Thandie Galleta

Personal information
- Born: 27 January 1993 (age 33)
- Occupation: netball player
- Height: 1.62 m (5 ft 4 in)

Netball career
- Playing positions: WA, C

= Thandie Galleta =

Malawian netball player (born 1993)

Thandie Galleta (born 27 January 1993) is a Malawian netball player who plays for Malawi in the positions of WA or C. She has played in two Commonwealth Games and in 2025 she was an experienced member of the squad.

== Career ==
She has featured in two World Cup tournaments for Malawi in 2015 and in 2019. She made her Commonwealth Games debut representing Malawi at the 2018 Commonwealth Games.

She was named in Malawian netball squad for the women's netball tournament at the 2022 Commonwealth Games.

In 2023 she was in the national side when they played and were beaten by England in the Netball World Cup.
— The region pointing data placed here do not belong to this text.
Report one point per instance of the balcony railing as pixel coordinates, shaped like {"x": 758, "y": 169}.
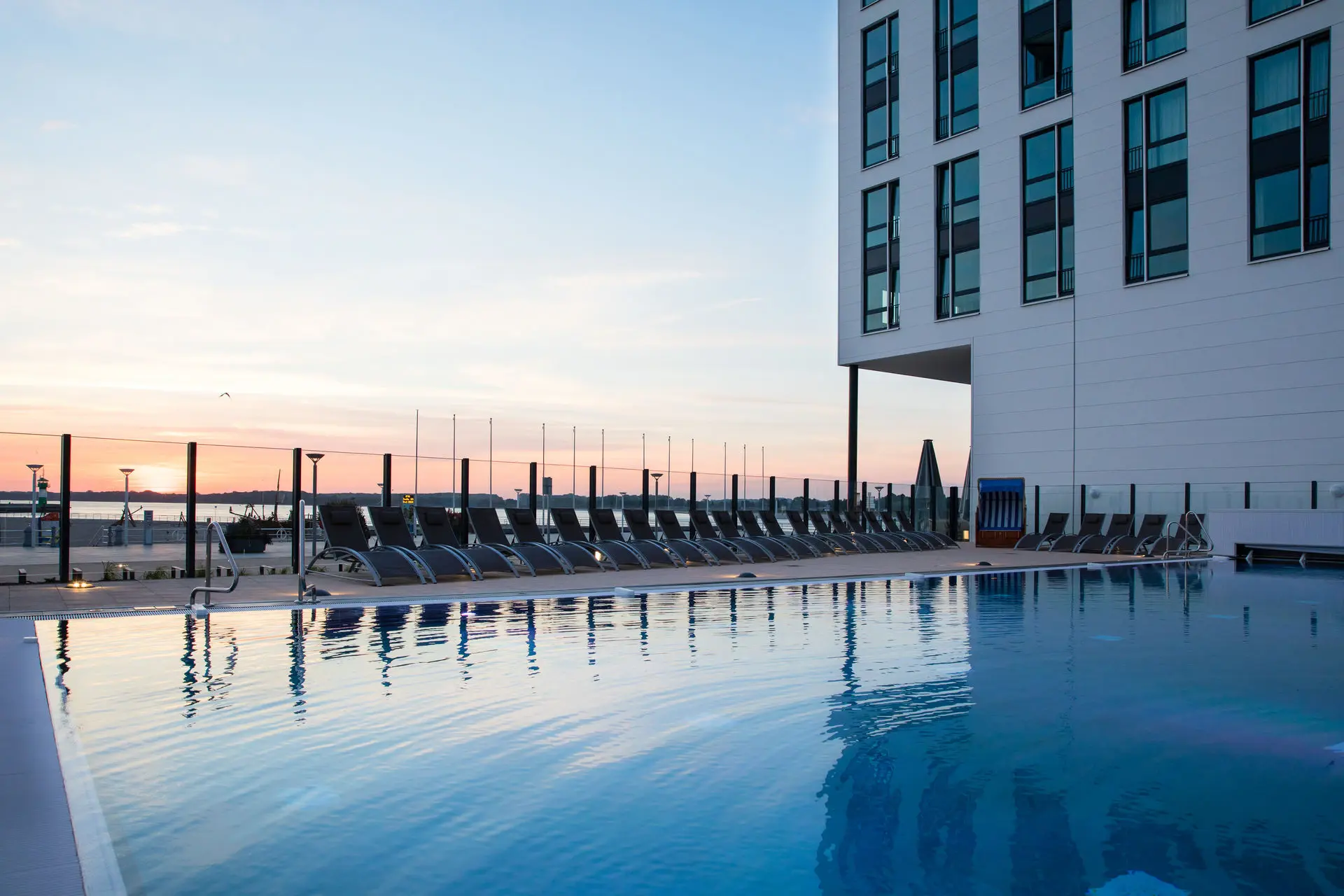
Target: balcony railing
{"x": 1133, "y": 54}
{"x": 1317, "y": 104}
{"x": 1136, "y": 269}
{"x": 1317, "y": 232}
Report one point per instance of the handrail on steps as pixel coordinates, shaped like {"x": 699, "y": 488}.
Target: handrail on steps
{"x": 229, "y": 555}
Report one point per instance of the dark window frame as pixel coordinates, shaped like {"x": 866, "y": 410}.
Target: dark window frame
{"x": 1063, "y": 209}
{"x": 891, "y": 94}
{"x": 1313, "y": 133}
{"x": 1128, "y": 45}
{"x": 945, "y": 302}
{"x": 891, "y": 314}
{"x": 1138, "y": 162}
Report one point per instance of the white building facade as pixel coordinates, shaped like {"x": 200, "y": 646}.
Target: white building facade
{"x": 1113, "y": 219}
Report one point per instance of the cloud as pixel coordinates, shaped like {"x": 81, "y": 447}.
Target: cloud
{"x": 148, "y": 230}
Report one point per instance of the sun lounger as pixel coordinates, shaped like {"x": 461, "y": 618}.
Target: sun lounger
{"x": 685, "y": 548}
{"x": 347, "y": 539}
{"x": 438, "y": 531}
{"x": 526, "y": 531}
{"x": 391, "y": 531}
{"x": 796, "y": 548}
{"x": 1088, "y": 528}
{"x": 809, "y": 542}
{"x": 652, "y": 551}
{"x": 672, "y": 532}
{"x": 486, "y": 524}
{"x": 1119, "y": 527}
{"x": 705, "y": 528}
{"x": 1054, "y": 528}
{"x": 615, "y": 552}
{"x": 1138, "y": 545}
{"x": 901, "y": 524}
{"x": 799, "y": 520}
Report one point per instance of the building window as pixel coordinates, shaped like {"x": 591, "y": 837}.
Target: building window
{"x": 1262, "y": 10}
{"x": 1291, "y": 148}
{"x": 958, "y": 237}
{"x": 1156, "y": 226}
{"x": 882, "y": 258}
{"x": 1154, "y": 30}
{"x": 1047, "y": 213}
{"x": 882, "y": 92}
{"x": 958, "y": 65}
{"x": 1047, "y": 50}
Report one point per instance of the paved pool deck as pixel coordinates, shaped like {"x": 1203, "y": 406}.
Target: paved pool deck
{"x": 255, "y": 592}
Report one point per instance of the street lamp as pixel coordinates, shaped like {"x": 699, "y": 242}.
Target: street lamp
{"x": 315, "y": 457}
{"x": 33, "y": 524}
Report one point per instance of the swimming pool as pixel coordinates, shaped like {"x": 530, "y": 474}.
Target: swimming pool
{"x": 1032, "y": 732}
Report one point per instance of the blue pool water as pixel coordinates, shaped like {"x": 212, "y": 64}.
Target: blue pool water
{"x": 1028, "y": 734}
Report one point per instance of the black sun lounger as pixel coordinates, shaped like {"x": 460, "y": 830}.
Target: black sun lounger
{"x": 486, "y": 524}
{"x": 685, "y": 548}
{"x": 1091, "y": 526}
{"x": 654, "y": 552}
{"x": 796, "y": 548}
{"x": 1054, "y": 528}
{"x": 1119, "y": 528}
{"x": 799, "y": 520}
{"x": 347, "y": 539}
{"x": 672, "y": 533}
{"x": 885, "y": 539}
{"x": 705, "y": 528}
{"x": 615, "y": 552}
{"x": 526, "y": 531}
{"x": 437, "y": 528}
{"x": 1138, "y": 545}
{"x": 390, "y": 528}
{"x": 806, "y": 542}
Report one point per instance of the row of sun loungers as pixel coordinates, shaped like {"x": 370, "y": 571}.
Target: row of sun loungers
{"x": 718, "y": 540}
{"x": 1117, "y": 538}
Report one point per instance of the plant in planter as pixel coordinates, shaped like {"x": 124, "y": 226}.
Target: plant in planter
{"x": 246, "y": 536}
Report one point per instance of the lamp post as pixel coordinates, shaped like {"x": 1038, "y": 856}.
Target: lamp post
{"x": 315, "y": 457}
{"x": 33, "y": 523}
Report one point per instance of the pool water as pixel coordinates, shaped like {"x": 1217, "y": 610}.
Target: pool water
{"x": 1041, "y": 732}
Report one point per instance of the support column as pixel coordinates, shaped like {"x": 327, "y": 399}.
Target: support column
{"x": 64, "y": 552}
{"x": 387, "y": 480}
{"x": 854, "y": 434}
{"x": 191, "y": 511}
{"x": 296, "y": 495}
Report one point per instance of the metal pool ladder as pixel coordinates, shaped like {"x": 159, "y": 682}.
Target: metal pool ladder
{"x": 229, "y": 555}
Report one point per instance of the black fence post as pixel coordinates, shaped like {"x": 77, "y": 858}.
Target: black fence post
{"x": 191, "y": 511}
{"x": 592, "y": 501}
{"x": 64, "y": 554}
{"x": 296, "y": 495}
{"x": 467, "y": 498}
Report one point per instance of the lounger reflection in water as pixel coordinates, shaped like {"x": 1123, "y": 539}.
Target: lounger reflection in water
{"x": 437, "y": 528}
{"x": 526, "y": 531}
{"x": 347, "y": 539}
{"x": 390, "y": 527}
{"x": 617, "y": 551}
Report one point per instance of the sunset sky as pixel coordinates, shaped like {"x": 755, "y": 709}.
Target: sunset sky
{"x": 584, "y": 214}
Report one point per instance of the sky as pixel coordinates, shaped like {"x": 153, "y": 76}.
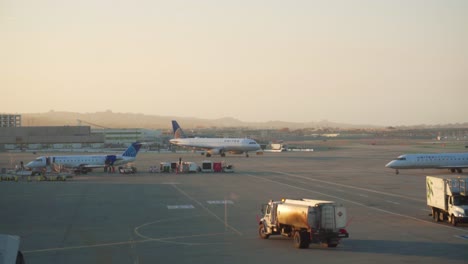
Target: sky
{"x": 377, "y": 62}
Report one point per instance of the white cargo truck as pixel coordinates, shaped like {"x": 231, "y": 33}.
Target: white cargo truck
{"x": 447, "y": 196}
{"x": 305, "y": 220}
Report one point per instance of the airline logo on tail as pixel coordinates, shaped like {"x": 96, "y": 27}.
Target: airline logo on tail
{"x": 178, "y": 133}
{"x": 132, "y": 150}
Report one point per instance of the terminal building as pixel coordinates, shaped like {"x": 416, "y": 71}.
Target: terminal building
{"x": 49, "y": 137}
{"x": 8, "y": 120}
{"x": 15, "y": 137}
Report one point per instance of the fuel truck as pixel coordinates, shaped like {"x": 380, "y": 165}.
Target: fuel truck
{"x": 305, "y": 220}
{"x": 447, "y": 196}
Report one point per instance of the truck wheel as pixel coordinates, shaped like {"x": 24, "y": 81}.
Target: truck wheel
{"x": 332, "y": 243}
{"x": 453, "y": 220}
{"x": 301, "y": 239}
{"x": 261, "y": 232}
{"x": 437, "y": 216}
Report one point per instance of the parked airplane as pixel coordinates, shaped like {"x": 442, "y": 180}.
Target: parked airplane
{"x": 214, "y": 146}
{"x": 455, "y": 162}
{"x": 85, "y": 163}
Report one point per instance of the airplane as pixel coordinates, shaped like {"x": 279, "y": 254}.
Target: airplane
{"x": 455, "y": 162}
{"x": 85, "y": 163}
{"x": 214, "y": 146}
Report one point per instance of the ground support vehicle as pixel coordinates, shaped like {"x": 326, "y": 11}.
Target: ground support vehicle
{"x": 447, "y": 196}
{"x": 305, "y": 220}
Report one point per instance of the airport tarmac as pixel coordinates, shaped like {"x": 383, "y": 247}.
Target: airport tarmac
{"x": 213, "y": 217}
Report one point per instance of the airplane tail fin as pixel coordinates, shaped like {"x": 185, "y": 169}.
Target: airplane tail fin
{"x": 178, "y": 133}
{"x": 132, "y": 151}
The other six of the starting Malawian seven were Loreen Ngwira (GK), Towera Vinkhumbo, Takondwa Lwazi, Jane Chimaliro, Grace Mwafulirwa and Joyce Mvula.

National co-coaches Peace Chawinga-Kaluwa and Mary Waya announced a twelve-person squad for the 2025 Netball Nations Cup. They chose six new names and six experienced players who were Galleta, Grace Mwafulirwa, Joyce Mvula, Takondwa Lwazi-Chiwaya, Towera Vinkhumbo, Thandie Galleta and Martha Dambo.